The astream method, on the other hand, sends a request to the /astream endpoint and returns an asynchronous generator that yields response tokens as they're generated by the server. This mode is perfect for getting real-time results and displaying a progressive response to the user.
The SDK also makes it easy to build custom chains by combining multiple remote components using the | operator, in the same way as with local components. This lets you leverage LangChain's flexibility to create complex processing pipelines that run transparently via API calls.
In summary, the LangServe SDK greatly simplifies using LangChain APIs from Python applications. Thanks to an intuitive interface modeled after local component interfaces, integrating remote models and chains into your code becomes effortless. The SDK handles all the low-level aspects like JSON serialization and HTTP requests, letting you focus on your application logic.
In the next section, we'll explore other ways to call our LangServe API, using various languages and tools such as TypeScript, Python with requests, and curl on the command line.
In addition to the official Python SDK, LangServe allows interaction with deployed APIs from a wide range of other languages and tools. Whether you prefer working with TypeScript, Python without additional dependencies, or even directly on the command line with curl, LangServe offers great flexibility to adapt to your development environment.
For developers working in the JavaScript/TypeScript ecosystem, LangChain.js offers a LangServe-compatible client starting from version 0.0.166. This client lets you call LangServe APIs in an intuitive and strongly typed manner.
Here's an example of using the TypeScript client to invoke the joke chain we deployed earlier:
import { RemoteRunnable } from "@langchain/core/runnables/remote";
const chain = new RemoteRunnable({
url: "http://localhost:8000/joke/", // LangServe API URL
});
const result = await chain.invoke({ topic: "cats" });
console.log(result); // Displays the API result
The client exposes a RemoteRunnable class similar to the one in the Python SDK, making the use of LangServe consistent and familiar regardless of the platform.
If you want to interact with a LangServe API from a Python script without installing additional dependencies, you can use the standard requests library directly. This approach is a bit more verbose than using the official SDK, but offers great flexibility and can be useful in certain scenarios.

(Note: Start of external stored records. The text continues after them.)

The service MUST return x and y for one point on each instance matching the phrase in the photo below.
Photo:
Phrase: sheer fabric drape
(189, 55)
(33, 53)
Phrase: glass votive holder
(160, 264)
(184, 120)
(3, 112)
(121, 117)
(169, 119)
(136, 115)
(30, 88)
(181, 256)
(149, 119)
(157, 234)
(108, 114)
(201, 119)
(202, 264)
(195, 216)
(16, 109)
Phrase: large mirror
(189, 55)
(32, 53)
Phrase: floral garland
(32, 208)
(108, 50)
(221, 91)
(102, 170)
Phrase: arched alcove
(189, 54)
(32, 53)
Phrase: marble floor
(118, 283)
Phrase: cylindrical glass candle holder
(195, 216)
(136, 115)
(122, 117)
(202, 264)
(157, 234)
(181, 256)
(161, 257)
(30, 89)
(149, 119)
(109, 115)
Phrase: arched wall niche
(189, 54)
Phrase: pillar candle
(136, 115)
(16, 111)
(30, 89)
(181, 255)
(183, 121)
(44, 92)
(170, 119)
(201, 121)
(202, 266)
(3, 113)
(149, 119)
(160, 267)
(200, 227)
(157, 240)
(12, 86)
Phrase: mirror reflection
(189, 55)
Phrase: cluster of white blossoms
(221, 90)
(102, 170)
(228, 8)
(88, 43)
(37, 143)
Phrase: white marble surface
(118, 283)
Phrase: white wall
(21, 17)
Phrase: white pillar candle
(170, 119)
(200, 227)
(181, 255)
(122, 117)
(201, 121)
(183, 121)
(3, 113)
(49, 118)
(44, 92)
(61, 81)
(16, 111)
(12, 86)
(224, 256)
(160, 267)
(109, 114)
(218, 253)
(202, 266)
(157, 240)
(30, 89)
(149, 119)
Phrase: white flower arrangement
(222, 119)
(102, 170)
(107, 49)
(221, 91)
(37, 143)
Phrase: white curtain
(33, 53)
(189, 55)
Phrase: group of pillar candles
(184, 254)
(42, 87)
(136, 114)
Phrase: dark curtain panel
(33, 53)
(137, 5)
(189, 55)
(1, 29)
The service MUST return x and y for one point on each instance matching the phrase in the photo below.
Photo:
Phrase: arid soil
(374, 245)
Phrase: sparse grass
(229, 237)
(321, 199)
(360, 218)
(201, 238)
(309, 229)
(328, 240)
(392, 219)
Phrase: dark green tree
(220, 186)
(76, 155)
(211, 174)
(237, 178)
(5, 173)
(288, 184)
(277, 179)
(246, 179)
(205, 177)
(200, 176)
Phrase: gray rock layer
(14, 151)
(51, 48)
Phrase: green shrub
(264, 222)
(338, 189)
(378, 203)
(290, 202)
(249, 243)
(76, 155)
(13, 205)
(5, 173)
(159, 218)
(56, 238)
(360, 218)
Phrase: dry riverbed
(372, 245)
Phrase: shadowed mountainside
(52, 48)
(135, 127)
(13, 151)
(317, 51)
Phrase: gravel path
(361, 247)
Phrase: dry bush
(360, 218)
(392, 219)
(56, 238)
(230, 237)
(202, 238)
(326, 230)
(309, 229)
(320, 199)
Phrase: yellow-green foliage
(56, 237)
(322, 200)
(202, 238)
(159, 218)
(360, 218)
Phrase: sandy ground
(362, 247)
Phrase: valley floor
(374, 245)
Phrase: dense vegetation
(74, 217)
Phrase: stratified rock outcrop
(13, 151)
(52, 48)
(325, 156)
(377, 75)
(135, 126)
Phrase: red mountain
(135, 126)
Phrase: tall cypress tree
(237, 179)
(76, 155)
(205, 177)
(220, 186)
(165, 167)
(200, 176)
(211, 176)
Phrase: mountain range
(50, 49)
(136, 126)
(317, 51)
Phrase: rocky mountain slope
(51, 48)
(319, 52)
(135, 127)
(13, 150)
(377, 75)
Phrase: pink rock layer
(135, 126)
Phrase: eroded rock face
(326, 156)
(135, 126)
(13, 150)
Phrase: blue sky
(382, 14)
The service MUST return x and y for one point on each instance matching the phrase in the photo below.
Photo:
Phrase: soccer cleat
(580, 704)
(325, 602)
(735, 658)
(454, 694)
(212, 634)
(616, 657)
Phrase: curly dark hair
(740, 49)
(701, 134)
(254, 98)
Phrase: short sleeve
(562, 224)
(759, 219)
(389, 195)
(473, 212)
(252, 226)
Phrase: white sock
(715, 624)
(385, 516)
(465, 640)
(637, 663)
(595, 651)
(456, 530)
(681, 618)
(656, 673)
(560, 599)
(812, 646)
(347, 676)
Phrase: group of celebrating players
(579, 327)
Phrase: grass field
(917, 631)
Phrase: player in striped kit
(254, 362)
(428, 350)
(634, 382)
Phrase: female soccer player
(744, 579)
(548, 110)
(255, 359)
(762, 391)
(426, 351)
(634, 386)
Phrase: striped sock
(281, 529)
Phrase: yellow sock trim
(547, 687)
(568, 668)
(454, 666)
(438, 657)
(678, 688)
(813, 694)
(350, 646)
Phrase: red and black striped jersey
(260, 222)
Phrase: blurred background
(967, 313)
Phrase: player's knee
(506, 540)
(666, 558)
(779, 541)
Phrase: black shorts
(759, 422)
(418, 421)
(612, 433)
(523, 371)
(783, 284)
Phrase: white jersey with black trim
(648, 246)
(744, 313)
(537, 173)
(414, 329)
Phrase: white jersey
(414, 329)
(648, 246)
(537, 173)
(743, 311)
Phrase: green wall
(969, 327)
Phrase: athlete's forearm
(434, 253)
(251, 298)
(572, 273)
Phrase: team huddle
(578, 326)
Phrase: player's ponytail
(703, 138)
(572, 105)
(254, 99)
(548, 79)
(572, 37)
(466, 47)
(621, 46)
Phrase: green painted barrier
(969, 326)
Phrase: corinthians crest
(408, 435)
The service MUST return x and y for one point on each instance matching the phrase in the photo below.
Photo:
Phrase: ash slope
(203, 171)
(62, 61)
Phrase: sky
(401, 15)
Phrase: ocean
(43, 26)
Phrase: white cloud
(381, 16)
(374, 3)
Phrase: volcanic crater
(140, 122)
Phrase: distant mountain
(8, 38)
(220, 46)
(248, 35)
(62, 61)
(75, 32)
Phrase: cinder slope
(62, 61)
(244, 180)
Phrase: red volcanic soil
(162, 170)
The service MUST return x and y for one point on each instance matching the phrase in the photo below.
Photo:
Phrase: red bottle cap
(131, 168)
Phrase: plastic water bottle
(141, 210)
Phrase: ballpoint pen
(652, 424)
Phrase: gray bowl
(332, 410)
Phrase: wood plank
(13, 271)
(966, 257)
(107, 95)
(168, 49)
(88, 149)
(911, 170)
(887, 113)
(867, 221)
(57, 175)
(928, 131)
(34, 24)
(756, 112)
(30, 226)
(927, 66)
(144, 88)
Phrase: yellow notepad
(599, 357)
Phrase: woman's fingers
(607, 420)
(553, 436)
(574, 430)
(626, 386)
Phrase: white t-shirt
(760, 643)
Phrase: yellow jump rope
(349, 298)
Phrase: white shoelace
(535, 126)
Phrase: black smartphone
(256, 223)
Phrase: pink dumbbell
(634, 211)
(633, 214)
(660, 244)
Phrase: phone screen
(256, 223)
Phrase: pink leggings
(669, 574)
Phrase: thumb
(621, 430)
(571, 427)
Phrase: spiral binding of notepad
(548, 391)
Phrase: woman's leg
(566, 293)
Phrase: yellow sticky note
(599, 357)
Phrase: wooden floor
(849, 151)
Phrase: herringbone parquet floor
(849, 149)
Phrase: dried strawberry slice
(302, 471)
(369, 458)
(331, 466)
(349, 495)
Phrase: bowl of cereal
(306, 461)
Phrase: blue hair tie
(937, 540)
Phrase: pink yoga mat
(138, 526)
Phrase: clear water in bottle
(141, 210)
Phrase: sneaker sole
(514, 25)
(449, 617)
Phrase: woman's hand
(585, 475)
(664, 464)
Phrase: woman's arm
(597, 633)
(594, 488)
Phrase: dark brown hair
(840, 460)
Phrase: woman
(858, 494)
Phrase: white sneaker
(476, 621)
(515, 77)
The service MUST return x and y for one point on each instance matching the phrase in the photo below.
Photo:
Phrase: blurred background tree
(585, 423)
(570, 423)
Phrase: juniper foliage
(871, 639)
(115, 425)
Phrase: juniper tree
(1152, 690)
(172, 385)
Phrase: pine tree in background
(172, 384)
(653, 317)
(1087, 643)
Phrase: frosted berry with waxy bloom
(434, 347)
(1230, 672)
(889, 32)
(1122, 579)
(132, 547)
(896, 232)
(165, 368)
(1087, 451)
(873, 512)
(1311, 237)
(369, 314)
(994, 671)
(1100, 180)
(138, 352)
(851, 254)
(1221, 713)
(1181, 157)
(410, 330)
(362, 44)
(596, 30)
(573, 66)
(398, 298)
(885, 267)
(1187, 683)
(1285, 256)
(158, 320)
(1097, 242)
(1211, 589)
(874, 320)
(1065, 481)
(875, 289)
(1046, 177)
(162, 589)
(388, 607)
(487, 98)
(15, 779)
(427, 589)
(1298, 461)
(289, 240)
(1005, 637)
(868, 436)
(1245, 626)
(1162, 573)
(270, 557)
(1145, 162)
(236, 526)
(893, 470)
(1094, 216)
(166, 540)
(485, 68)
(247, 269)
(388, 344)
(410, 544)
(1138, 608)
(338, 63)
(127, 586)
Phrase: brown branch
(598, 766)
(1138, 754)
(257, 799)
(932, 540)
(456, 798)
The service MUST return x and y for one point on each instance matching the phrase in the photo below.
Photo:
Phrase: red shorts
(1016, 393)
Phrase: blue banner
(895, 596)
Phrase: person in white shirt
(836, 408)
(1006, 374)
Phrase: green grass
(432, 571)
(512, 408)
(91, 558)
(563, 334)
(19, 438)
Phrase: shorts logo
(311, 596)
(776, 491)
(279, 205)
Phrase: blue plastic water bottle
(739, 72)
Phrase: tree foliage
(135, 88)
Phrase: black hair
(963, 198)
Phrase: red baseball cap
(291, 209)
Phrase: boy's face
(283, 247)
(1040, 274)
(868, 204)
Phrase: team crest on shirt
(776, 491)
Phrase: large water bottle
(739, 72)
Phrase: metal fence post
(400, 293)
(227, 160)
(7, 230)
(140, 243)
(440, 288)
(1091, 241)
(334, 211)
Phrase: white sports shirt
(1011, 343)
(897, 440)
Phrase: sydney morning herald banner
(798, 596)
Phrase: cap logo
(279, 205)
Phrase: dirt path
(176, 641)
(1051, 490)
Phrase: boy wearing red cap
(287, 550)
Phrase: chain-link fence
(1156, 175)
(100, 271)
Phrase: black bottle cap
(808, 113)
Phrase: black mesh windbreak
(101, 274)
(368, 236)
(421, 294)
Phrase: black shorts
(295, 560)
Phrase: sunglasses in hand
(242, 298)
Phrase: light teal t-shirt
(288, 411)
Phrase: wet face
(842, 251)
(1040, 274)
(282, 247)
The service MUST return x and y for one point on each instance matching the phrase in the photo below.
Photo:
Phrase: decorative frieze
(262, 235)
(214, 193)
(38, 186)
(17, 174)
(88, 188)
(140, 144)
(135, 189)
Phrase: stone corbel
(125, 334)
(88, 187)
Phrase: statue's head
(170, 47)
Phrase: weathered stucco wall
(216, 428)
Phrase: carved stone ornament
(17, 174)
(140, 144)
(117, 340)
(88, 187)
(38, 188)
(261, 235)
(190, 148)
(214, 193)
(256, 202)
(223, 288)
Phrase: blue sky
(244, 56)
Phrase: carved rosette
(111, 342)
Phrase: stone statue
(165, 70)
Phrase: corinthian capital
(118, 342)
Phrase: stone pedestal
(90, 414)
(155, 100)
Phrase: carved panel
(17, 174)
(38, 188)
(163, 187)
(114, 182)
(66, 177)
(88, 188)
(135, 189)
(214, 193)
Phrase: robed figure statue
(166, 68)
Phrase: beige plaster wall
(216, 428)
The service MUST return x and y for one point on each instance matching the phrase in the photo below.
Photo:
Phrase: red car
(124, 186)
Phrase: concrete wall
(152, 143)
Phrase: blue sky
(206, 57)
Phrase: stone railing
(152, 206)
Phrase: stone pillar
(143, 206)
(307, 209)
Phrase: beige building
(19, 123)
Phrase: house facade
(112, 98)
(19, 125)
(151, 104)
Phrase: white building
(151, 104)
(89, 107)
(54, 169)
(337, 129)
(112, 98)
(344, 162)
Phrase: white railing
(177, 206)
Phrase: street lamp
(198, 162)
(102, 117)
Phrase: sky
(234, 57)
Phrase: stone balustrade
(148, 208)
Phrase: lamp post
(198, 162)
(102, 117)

Here's how to call the /joke/invoke endpoint using requests:
import requests
response = requests.post(
"http://localhost:8000/joke/invoke", # Invocation endpoint URL
json={"input": {"topic": "cats"}} # Input parameters in JSON format
)
result = response.json() # Decode the JSON response
print(result) # Display the result
Simply specify the full endpoint URL, provide the input parameters in JSON format in the request body, and retrieve the result by decoding the JSON response.
Finally, for command-line enthusiasts or situations where installing an SDK isn't practical, LangServe can be used directly with the curl tool. This approach is ideal for quickly testing an API or integrating it into shell scripts.
Here's an example of calling the /joke/invoke endpoint with curl:
curl --location --request POST 'http://localhost:8000/joke/invoke' \
--header 'Content-Type: application/json' \
--data-raw '{
"input": {
"topic": "cats"
}
}'
We specify the HTTP method (POST), the endpoint URL, the content type (application/json), and the input parameters in JSON format. curl handles sending the request and displays the response directly in the terminal.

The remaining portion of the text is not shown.